The Nicobar crow (Euploea scherzeri) is a species of nymphalid butterfly in the Danainae subfamily. It is endemic to the Nicobar Islands of India.

==Description==

The following description is from Bingham (1907) and represents only the forms described under Euploea climena simulatrix.
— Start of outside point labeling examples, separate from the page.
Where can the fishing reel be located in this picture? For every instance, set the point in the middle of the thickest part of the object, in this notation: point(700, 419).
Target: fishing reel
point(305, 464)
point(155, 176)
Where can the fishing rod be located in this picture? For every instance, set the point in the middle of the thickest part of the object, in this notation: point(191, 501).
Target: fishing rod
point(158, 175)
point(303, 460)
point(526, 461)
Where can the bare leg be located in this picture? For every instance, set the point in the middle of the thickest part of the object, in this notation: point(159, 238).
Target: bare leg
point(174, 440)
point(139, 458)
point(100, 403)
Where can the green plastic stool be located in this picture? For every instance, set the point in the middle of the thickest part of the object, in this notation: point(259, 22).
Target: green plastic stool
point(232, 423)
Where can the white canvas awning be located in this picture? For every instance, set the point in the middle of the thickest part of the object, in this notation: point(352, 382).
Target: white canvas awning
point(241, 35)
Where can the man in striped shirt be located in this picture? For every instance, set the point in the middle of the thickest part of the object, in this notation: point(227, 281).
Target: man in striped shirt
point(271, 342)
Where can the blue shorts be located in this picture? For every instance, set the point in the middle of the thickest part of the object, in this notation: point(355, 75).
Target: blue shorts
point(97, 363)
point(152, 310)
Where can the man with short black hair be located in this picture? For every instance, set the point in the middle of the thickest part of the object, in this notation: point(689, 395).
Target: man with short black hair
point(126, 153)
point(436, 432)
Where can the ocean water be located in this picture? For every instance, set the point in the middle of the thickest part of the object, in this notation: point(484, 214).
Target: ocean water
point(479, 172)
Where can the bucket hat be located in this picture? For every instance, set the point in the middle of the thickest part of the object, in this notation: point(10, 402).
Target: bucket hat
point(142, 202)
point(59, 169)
Male and female: Shape of wings more or less as in E. modesta, dorsum straighter near tornus in male. Upperside dark brown, the margins broadly paler; Female altogether paler than the male; forewing and hindwing in male uniform unspotted, in female with a small pinkish-white costal spot. Underside: ground colour similar; forewing: a spot at apex of discoidal cell, a small costal spot, and three discal spots bluish white. Hindwing: a bluish-white spot at apex of discoidal cell with five or six discal spots beyond. Antennae, head, thorax and abdomen very dark brown, almost black head, thorax and abdomen spotted with white.